🤖 AI Summary
Dynamic Image Graph Construction (DIGC) constitutes the primary latency bottleneck in Vision Graph Neural Networks (ViG), accounting for up to 95% of total inference time at high resolutions. Existing algorithmic optimizations typically compromise flexibility, accuracy, or generality. This paper introduces the first FPGA-based streaming deep-pipelined architecture tailored for DIGC: it employs on-chip tiling and localized computation to drastically reduce off-chip memory accesses; integrates streaming local merge-sort with heap-insertion-driven global k-way merging to jointly ensure accuracy, configurability, and scalability; and supports seamless adaptation across diverse ViG models and arbitrary input resolutions. Post-place-and-route, the design achieves high operating frequency. Under typical configurations, it delivers 16.6× and 6.8× speedup over optimized CPU and GPU implementations, respectively—establishing an efficient hardware paradigm for real-time ViG deployment.
📝 Abstract
Vision Graph Neural Networks (Vision GNNs, or ViGs) represent images as unstructured graphs, achieving state of the art performance in computer vision tasks such as image classification, object detection, and instance segmentation.
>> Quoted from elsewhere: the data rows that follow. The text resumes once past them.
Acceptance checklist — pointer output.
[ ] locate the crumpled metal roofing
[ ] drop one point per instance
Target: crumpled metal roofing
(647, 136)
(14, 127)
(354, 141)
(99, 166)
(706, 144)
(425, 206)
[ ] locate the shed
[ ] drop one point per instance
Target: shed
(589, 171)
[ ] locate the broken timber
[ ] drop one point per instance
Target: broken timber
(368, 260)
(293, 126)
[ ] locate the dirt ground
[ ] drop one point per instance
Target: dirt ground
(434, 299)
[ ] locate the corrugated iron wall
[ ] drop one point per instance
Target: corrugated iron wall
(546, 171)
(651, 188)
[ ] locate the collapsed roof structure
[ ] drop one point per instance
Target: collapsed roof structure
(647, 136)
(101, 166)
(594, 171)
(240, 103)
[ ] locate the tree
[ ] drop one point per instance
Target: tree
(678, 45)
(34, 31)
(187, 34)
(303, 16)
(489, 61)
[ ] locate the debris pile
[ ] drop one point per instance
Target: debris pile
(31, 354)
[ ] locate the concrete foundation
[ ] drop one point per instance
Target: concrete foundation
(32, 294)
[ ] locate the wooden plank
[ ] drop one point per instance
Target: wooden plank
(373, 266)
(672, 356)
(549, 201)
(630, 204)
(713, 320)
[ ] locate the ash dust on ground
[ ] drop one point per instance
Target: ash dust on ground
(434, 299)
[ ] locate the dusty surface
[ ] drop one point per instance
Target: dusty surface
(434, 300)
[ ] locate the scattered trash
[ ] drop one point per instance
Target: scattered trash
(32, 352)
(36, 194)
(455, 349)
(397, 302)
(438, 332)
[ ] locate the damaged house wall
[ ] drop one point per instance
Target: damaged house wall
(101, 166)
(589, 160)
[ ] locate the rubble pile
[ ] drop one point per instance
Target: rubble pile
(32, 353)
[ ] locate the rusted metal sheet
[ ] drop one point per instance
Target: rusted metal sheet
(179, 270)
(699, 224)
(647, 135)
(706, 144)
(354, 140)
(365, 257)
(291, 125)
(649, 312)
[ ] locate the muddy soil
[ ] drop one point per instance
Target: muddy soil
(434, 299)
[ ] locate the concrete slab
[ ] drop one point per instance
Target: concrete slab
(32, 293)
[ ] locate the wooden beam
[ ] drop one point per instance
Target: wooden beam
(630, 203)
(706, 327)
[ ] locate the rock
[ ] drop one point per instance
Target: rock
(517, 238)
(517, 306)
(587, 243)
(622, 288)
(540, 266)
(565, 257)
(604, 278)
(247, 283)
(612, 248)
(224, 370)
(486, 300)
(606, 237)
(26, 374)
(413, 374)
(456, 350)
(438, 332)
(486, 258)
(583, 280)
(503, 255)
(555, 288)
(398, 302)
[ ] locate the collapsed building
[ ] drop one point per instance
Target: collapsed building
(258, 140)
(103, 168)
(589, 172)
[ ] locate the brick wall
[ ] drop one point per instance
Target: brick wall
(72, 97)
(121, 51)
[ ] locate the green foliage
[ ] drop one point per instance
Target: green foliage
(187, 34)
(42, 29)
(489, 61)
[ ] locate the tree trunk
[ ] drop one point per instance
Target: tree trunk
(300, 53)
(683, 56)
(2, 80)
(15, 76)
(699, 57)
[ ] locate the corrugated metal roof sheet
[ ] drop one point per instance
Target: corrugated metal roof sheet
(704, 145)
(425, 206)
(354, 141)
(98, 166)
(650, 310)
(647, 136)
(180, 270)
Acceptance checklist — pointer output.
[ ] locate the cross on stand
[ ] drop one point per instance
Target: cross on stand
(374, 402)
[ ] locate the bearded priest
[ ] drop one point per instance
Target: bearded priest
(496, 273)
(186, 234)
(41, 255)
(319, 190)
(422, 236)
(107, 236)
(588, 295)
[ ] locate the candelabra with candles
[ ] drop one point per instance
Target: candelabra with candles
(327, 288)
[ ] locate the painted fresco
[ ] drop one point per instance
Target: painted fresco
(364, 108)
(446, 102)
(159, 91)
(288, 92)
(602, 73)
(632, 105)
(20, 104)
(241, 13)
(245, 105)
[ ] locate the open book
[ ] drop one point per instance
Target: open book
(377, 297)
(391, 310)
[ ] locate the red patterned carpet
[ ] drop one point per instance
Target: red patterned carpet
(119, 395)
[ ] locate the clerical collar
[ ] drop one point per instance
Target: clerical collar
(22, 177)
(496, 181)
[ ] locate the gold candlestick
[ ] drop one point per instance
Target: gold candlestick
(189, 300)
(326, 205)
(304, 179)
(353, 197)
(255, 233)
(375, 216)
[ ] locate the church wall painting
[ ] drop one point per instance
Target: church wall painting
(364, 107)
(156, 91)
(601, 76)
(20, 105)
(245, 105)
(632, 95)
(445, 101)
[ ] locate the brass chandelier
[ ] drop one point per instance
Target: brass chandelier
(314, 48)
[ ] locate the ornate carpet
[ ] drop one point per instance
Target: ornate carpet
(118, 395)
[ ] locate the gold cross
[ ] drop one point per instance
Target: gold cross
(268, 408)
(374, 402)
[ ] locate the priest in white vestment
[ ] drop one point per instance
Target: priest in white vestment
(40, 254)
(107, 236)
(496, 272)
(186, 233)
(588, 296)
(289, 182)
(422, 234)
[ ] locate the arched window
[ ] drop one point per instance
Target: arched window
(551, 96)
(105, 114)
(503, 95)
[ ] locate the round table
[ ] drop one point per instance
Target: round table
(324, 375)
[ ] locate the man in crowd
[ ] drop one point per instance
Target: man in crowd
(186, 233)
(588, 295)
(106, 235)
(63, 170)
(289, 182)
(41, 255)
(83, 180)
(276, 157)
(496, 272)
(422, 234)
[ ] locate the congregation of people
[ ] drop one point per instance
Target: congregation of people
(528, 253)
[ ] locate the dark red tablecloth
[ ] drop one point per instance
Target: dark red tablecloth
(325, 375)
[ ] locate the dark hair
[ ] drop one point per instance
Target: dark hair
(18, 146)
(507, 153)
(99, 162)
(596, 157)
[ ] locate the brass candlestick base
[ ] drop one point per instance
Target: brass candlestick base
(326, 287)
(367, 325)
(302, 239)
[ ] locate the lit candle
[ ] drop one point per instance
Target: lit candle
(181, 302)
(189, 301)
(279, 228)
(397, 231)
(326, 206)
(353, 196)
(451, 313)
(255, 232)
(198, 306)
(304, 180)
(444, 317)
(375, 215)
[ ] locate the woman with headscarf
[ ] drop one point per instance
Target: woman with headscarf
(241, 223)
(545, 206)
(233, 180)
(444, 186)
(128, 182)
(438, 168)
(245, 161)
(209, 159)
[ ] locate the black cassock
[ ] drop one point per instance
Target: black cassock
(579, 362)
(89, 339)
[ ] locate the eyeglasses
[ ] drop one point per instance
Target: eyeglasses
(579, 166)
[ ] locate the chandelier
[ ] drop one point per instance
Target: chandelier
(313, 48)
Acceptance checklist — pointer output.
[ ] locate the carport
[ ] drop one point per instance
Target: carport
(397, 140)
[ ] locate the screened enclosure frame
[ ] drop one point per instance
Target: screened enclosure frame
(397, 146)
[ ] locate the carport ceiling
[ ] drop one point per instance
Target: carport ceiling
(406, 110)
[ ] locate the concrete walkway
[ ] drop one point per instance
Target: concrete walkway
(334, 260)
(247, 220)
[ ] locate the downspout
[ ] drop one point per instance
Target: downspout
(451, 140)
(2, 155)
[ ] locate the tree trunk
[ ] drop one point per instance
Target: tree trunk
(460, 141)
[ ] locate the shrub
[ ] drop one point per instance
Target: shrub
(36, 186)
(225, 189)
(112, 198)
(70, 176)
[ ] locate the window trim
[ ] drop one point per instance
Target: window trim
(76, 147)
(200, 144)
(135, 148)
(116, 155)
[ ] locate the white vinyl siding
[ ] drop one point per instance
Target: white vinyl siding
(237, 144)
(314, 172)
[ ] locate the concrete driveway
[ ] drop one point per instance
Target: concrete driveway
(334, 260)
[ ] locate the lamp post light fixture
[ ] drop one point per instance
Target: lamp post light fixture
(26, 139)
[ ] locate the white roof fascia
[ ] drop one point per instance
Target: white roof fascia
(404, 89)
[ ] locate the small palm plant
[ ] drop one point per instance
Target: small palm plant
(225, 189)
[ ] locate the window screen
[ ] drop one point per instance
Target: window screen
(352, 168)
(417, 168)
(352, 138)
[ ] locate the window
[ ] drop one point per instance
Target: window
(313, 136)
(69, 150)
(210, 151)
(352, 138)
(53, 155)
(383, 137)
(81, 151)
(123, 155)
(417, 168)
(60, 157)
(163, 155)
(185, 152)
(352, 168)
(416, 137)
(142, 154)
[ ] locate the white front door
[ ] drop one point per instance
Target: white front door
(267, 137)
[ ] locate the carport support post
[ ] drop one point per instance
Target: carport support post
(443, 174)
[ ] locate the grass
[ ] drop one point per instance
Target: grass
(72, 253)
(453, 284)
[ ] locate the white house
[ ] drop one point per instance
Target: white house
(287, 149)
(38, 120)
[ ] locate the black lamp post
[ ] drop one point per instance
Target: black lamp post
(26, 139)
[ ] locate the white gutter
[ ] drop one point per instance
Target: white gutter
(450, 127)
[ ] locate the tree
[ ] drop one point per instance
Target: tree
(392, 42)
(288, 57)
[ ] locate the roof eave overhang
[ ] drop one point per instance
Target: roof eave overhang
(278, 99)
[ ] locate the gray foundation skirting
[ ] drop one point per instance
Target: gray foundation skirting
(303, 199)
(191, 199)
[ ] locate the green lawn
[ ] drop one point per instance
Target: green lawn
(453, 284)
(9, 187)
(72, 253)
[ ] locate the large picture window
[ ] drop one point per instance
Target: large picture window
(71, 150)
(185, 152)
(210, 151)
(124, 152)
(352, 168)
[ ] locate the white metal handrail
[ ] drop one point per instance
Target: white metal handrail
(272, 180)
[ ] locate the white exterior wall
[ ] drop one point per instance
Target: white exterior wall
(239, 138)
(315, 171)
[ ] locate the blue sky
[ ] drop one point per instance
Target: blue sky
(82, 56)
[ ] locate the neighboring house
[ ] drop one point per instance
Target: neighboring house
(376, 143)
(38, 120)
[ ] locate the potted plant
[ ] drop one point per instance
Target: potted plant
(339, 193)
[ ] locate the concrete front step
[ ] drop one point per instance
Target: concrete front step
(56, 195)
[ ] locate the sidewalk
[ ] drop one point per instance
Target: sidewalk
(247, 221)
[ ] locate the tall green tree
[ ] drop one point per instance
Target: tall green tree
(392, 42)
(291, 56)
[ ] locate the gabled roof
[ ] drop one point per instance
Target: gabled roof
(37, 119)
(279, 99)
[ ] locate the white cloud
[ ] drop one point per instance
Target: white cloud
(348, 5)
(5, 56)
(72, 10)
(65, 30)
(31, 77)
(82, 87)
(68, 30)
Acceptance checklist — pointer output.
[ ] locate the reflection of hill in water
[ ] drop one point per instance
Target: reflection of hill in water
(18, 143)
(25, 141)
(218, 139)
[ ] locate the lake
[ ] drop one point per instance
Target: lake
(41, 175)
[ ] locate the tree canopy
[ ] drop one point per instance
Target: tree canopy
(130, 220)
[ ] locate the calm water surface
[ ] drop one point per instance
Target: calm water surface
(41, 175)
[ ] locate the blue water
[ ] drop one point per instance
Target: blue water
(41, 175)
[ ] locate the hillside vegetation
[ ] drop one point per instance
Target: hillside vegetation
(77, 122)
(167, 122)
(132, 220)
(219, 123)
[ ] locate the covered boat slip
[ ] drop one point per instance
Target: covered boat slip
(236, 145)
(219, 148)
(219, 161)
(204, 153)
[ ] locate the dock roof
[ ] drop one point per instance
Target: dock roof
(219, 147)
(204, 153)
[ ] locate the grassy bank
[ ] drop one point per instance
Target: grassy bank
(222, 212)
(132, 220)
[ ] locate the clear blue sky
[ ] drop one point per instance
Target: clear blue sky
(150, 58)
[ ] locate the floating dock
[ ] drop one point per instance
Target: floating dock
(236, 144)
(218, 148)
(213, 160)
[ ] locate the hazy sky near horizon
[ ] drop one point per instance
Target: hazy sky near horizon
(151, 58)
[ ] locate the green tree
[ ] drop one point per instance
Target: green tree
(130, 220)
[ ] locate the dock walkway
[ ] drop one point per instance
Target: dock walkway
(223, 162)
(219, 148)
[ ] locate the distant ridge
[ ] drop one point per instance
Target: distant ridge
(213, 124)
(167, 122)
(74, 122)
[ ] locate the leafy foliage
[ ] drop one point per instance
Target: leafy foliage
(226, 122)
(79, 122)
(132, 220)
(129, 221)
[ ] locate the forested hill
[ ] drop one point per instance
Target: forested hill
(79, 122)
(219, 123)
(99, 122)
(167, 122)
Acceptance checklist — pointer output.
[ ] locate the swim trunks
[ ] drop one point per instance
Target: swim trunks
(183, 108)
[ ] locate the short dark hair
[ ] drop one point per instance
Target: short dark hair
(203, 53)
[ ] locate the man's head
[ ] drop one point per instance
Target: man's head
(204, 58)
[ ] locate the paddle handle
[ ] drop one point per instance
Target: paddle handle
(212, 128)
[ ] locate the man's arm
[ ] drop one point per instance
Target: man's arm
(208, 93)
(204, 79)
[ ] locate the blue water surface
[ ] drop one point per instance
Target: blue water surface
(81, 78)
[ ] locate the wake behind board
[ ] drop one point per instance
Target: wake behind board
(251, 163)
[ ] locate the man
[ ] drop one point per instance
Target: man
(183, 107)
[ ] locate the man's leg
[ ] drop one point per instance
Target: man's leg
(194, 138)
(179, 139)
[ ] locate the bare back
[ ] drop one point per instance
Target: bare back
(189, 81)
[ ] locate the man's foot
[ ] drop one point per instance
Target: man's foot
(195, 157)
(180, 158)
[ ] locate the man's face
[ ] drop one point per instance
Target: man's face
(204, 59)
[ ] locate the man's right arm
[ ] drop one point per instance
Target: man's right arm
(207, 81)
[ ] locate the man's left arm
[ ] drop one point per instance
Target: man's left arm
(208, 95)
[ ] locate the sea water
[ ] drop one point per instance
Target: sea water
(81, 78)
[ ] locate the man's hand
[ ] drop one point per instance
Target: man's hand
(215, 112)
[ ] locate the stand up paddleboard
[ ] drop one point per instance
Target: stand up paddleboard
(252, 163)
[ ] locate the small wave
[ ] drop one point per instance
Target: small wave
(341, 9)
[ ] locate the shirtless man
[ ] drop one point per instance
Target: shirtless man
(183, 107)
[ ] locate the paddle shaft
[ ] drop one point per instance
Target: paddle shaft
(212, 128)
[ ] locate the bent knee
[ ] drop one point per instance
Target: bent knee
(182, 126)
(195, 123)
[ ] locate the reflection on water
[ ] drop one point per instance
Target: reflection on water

Dynamic Image Graph Construction (DIGC) builds image graphs by connecting patches (nodes) based on feature similarity, and is dynamically repeated in each ViG layer following GNN based patch (node) feature updates. However, DIGC constitutes over 50% of end to end ViG inference latency, rising to 95% at high image resolutions, making it the dominant computational bottleneck. While hardware acceleration holds promise, prior works primarily optimize graph construction algorithmically, often compromising DIGC flexibility, accuracy, or generality. To address these limitations, we propose a streaming, deeply pipelined FPGA accelerator for DIGC, featuring on chip buffers that process input features in small, uniform blocks. Our design minimizes external memory traffic via localized computation and performs efficient parallel sorting with local merge sort and global k way merging directly on streaming input blocks via heap insertion. This modular architecture scales seamlessly across image resolutions, ViG layer types, and model sizes and variants, and supports DIGC across diverse ViG based vision backbones. The design achieves high clock frequencies post place and route due to the statically configured parallelism minimizing critical path delay and delivers up to 16.6x and 6.8x speedups over optimized CPU and GPU DIGC baselines.